Luangwa River


The Luangwa River is one of the major tributaries of the Zambezi River, and one of the four biggest rivers of Zambia. The river generally floods in the rainy season and then falls considerably in the dry season. It is one of the biggest unaltered rivers in Southern Africa and the 20,000 square miles that make up the surrounding valley are home to abundant wildlife.

Lower Luangwa

At 600 km the river abruptly enters a narrow valley between hills rising some 200 m from the broader valley floor, becoming almost a gorge.
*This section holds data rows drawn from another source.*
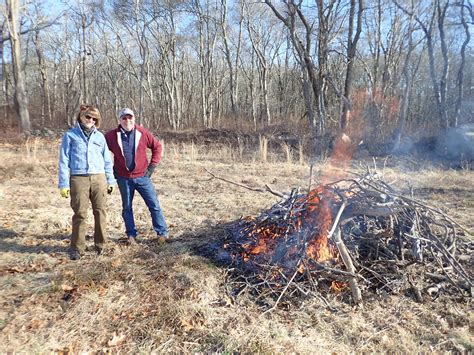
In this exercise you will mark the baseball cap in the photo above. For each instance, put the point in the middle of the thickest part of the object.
(126, 111)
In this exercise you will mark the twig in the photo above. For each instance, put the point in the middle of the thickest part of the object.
(283, 292)
(356, 294)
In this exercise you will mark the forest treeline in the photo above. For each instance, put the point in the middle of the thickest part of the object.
(388, 68)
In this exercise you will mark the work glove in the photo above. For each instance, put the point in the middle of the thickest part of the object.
(150, 170)
(64, 192)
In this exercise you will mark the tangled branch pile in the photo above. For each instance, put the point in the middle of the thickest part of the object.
(356, 234)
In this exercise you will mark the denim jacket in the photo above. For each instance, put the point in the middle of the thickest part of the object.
(81, 156)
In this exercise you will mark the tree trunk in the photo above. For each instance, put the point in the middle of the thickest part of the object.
(45, 96)
(351, 52)
(460, 77)
(21, 99)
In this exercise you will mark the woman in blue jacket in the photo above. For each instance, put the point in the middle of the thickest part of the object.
(85, 174)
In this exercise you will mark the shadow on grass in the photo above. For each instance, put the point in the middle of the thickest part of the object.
(11, 241)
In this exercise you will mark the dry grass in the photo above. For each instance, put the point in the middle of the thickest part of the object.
(170, 298)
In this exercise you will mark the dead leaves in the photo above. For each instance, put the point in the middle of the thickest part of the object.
(117, 339)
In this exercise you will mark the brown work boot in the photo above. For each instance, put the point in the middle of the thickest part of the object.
(74, 254)
(163, 238)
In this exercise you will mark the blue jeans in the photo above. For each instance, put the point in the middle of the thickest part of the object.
(145, 188)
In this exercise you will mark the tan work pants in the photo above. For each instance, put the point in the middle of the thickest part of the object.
(83, 189)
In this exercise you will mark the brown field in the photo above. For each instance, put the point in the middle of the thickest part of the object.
(169, 298)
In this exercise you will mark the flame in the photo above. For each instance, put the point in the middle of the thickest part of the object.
(338, 286)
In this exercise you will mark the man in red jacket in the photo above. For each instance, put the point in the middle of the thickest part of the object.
(129, 143)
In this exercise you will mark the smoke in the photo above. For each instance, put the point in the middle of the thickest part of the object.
(457, 144)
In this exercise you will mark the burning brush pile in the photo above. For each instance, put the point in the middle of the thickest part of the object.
(348, 237)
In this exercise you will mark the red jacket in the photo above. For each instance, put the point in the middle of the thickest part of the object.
(143, 139)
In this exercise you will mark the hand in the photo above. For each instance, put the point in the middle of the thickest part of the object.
(150, 170)
(64, 192)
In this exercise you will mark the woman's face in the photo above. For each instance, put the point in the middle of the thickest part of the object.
(87, 121)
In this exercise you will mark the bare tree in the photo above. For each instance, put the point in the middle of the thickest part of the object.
(463, 8)
(21, 99)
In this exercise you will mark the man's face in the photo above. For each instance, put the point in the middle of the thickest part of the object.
(87, 121)
(127, 122)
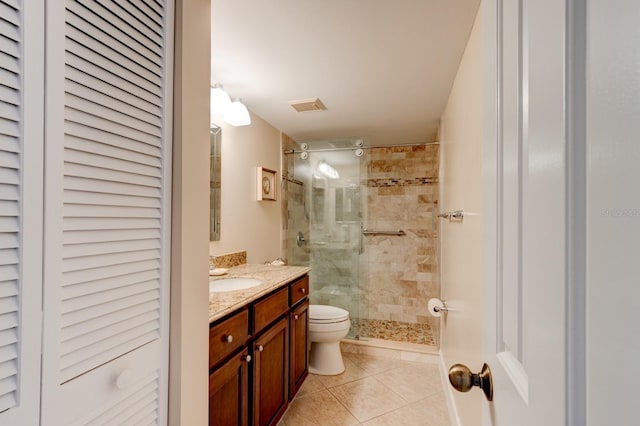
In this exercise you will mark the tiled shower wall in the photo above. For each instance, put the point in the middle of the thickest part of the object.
(398, 274)
(401, 193)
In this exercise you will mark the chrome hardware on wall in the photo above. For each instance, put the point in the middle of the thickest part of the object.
(398, 233)
(300, 240)
(437, 307)
(457, 214)
(462, 379)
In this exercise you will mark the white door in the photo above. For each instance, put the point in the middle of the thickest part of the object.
(107, 212)
(21, 146)
(526, 244)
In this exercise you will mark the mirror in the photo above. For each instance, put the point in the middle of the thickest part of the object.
(215, 182)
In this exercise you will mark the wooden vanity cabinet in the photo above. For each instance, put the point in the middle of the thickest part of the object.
(271, 374)
(299, 347)
(229, 392)
(258, 357)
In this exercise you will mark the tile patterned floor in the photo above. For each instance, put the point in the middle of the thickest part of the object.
(393, 330)
(372, 391)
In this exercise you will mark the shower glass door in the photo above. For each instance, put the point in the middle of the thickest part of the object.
(324, 225)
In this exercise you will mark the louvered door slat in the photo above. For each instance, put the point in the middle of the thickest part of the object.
(105, 260)
(109, 190)
(138, 111)
(137, 62)
(83, 61)
(7, 44)
(85, 47)
(79, 250)
(157, 8)
(9, 63)
(8, 96)
(98, 336)
(84, 151)
(119, 32)
(106, 187)
(141, 412)
(123, 19)
(120, 344)
(144, 387)
(88, 276)
(85, 118)
(9, 79)
(9, 225)
(97, 286)
(21, 145)
(79, 351)
(80, 79)
(9, 30)
(155, 26)
(9, 12)
(115, 113)
(84, 304)
(82, 197)
(79, 170)
(8, 289)
(87, 327)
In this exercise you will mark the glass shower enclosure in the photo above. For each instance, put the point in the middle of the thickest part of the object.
(324, 190)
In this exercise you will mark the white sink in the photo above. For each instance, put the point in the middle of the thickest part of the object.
(232, 284)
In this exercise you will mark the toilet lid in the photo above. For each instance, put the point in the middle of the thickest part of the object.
(325, 313)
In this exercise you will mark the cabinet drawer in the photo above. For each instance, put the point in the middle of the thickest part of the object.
(299, 290)
(227, 336)
(268, 310)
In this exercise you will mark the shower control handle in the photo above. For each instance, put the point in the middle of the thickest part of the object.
(300, 240)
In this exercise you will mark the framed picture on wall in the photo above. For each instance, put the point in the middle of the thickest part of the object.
(267, 184)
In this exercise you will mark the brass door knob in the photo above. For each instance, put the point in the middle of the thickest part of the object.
(462, 379)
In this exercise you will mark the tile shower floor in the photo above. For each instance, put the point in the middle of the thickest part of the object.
(371, 391)
(396, 331)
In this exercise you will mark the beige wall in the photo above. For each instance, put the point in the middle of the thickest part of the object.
(248, 224)
(189, 349)
(461, 243)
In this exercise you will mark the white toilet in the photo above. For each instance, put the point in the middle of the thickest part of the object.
(327, 325)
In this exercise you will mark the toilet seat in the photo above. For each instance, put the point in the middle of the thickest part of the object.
(324, 314)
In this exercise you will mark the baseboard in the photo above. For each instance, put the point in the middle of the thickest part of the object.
(448, 393)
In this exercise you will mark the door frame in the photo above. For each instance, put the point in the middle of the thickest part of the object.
(575, 190)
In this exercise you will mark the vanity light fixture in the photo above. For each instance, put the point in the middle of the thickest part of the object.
(220, 100)
(328, 170)
(237, 114)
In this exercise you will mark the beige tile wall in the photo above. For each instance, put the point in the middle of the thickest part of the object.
(401, 193)
(398, 274)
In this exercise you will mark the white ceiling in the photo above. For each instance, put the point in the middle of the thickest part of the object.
(383, 68)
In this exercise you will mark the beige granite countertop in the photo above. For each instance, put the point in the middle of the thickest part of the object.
(272, 277)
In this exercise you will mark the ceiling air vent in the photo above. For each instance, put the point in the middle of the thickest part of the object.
(307, 105)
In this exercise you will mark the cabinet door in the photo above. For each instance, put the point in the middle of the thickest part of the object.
(271, 374)
(107, 202)
(299, 357)
(229, 392)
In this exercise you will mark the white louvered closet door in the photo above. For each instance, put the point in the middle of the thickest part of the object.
(21, 147)
(107, 211)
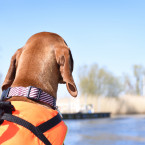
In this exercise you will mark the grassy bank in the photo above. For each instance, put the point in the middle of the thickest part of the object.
(122, 105)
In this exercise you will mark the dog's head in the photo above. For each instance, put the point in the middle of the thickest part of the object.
(63, 58)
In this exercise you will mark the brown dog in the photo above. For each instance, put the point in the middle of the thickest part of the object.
(43, 62)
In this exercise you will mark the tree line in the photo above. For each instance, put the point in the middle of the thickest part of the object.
(95, 80)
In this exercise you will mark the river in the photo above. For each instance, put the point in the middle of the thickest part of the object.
(121, 130)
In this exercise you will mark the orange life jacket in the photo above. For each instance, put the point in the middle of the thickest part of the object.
(14, 134)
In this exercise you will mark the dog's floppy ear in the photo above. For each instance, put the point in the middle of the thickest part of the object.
(12, 70)
(65, 61)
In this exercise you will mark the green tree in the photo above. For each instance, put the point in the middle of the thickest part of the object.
(98, 81)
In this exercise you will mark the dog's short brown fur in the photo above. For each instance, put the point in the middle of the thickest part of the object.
(44, 62)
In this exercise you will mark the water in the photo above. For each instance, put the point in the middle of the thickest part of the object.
(128, 130)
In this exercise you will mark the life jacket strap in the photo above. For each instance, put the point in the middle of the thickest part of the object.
(36, 130)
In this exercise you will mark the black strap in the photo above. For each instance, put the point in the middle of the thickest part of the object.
(39, 130)
(49, 124)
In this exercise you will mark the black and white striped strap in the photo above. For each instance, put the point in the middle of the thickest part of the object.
(31, 93)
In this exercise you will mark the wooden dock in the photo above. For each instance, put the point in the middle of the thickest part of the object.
(85, 115)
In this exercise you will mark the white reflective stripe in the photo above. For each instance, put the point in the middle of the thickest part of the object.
(34, 92)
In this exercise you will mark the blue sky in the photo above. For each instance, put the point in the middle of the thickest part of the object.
(110, 33)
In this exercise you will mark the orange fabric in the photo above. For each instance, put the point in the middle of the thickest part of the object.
(13, 134)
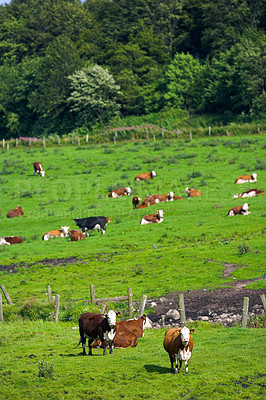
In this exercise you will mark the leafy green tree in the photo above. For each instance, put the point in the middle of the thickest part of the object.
(180, 79)
(93, 94)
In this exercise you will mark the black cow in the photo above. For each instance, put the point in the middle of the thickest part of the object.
(94, 326)
(86, 224)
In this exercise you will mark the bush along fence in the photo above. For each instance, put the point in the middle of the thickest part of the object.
(129, 297)
(132, 133)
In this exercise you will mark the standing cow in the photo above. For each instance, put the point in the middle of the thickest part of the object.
(94, 326)
(38, 169)
(179, 345)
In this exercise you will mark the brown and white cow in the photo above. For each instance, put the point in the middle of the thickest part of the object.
(76, 235)
(246, 178)
(249, 193)
(63, 232)
(145, 175)
(38, 169)
(240, 210)
(13, 239)
(120, 192)
(94, 326)
(152, 218)
(179, 345)
(16, 212)
(124, 338)
(192, 192)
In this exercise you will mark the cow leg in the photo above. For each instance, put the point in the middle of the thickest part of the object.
(90, 341)
(176, 364)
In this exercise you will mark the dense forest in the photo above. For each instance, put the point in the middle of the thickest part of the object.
(65, 65)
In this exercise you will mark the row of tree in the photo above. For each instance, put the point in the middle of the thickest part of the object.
(66, 64)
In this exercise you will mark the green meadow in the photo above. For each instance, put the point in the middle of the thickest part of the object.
(39, 359)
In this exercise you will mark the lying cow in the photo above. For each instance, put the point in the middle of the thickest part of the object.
(16, 212)
(192, 192)
(179, 345)
(63, 232)
(124, 338)
(120, 192)
(241, 210)
(152, 218)
(97, 326)
(246, 178)
(249, 193)
(86, 224)
(38, 169)
(13, 239)
(76, 235)
(145, 175)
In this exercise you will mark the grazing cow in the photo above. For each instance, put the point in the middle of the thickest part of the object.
(179, 345)
(120, 192)
(135, 201)
(16, 212)
(86, 224)
(76, 235)
(135, 325)
(124, 338)
(246, 178)
(192, 192)
(13, 239)
(241, 210)
(97, 326)
(159, 198)
(38, 168)
(3, 241)
(63, 232)
(249, 193)
(152, 218)
(145, 175)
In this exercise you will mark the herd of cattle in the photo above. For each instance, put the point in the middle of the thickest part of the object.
(100, 223)
(104, 330)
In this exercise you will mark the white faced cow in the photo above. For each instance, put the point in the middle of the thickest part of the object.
(94, 326)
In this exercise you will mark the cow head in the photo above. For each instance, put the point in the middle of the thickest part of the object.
(185, 334)
(65, 229)
(254, 176)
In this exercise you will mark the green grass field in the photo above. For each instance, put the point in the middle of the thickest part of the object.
(226, 363)
(184, 252)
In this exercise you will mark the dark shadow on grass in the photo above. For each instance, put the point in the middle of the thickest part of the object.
(151, 368)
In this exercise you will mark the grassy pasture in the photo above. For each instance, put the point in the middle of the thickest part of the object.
(194, 232)
(225, 364)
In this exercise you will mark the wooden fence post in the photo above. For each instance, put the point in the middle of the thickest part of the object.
(245, 312)
(142, 305)
(1, 309)
(263, 299)
(6, 295)
(57, 300)
(49, 292)
(92, 294)
(182, 308)
(130, 307)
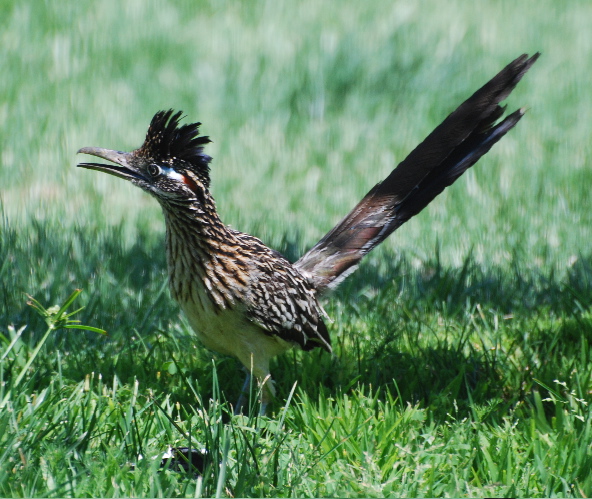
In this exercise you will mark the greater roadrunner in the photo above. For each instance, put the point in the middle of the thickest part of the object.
(245, 299)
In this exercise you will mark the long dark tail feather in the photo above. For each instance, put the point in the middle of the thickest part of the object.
(453, 147)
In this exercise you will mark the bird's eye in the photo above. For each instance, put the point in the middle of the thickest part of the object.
(154, 170)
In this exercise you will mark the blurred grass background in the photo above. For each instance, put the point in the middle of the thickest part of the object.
(466, 313)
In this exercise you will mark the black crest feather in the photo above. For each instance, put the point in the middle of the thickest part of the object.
(168, 141)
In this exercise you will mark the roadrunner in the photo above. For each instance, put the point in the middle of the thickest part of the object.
(245, 299)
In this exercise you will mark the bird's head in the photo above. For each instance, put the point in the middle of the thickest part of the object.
(170, 164)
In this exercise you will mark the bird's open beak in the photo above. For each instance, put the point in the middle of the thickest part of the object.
(122, 167)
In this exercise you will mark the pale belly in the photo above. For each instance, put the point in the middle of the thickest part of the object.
(227, 332)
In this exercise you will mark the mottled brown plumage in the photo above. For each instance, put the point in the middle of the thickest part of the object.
(245, 299)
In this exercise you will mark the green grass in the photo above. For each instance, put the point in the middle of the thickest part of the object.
(462, 362)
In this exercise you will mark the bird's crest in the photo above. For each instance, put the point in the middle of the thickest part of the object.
(167, 141)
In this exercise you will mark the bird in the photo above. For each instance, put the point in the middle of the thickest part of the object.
(246, 300)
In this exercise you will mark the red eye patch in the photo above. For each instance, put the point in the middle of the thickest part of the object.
(190, 182)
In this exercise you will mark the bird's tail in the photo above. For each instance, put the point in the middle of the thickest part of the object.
(453, 147)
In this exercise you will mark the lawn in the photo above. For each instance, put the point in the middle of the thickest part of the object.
(462, 362)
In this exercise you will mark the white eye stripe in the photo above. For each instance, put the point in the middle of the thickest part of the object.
(170, 173)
About 700 km from source the Luangwa merges with its tributary the Lukusashi after the latter has merged with the Lunsemfwa River coming from the opposite direction, and turns due south through a steep narrow valley: this is its exit from the Luangwa Rift Valley. After only 20 km it emerges from the hills into the broad valley of the Zambezi and meanders over sandy flats about 1.5 km wide in a flood plain of 3–5 km wide. It merges with the deeper Zambezi at Luangwa town.

The Luangwa Rift Valley

This section explains the geomorphology of the Luangwa Valley. It is a rift valley or graben forming a south-west extension of the east African Rift, branching off its Lake Rukwa-Lake Malawi southern section, and reaching almost as far as Lusaka. The junction is not obvious because it filled with material spewed out from an ancient, extinct volcano. There are at least 20 hot springs, characteristic of a rift valley, in the valley or on its escarpments.
The Luangwa flows along four-fifths of the Luangwa Rift Valley to the point where it meets the Lukusashi and the Lunsemfwa which has come from the opposite direction. At one time, millions of years ago, there was no way out and the Luangwa Rift filled with a Rift Valley Lake called the Madumabisa Lake, which rivalled Lake Malawi in size. The water of the lake overflowed in a river to the south-west, towards what is now the Kalahari, where it combined with the Okavango, Upper Zambezi, Cuando and Kafue rivers, emptying into the Limpopo River and flowing to the Indian Ocean.
Several geological events combined to produce the current river systems. Faulting produced another graben just to the south of the Luangwa Rift, and running east–west: the Zambezi Rift Valley and the Chicoa Trough. A tributary of the Shire River at the south end of the Great Rift Valley then cut back eastwards through the Chicao Trough and Zambezi Valley, capturing the southerly overspill of the Madumabisa Lake. This tributary became the Zambezi, which over millions of years captured the Kafue, Cuando and the upper Zambezi. Faulting lowered the land between the Luangwa Rift and the Zambezi Rift allowing Madumabisa Lake to drain out into the Zambezi in a channel which became the lower Luangwa River.

The Luangwa as a barrier

The Luangwa Rift Valley and rivers within it form a natural barrier, with a very low population density. This, the steepness of the terrain, and the existence of the wildlife reserves have resulted in no highways crossing the valley between the Lusaka-Kabwe roads in the west and the Isoka-Chisenga road in the north, a distance of about 800 km. The lower Luangwa Valley is crossed by just one road, the Great East Road at the Luangwa Bridge, about 10 km south of the Luangwa-Lunsemfwa confluence.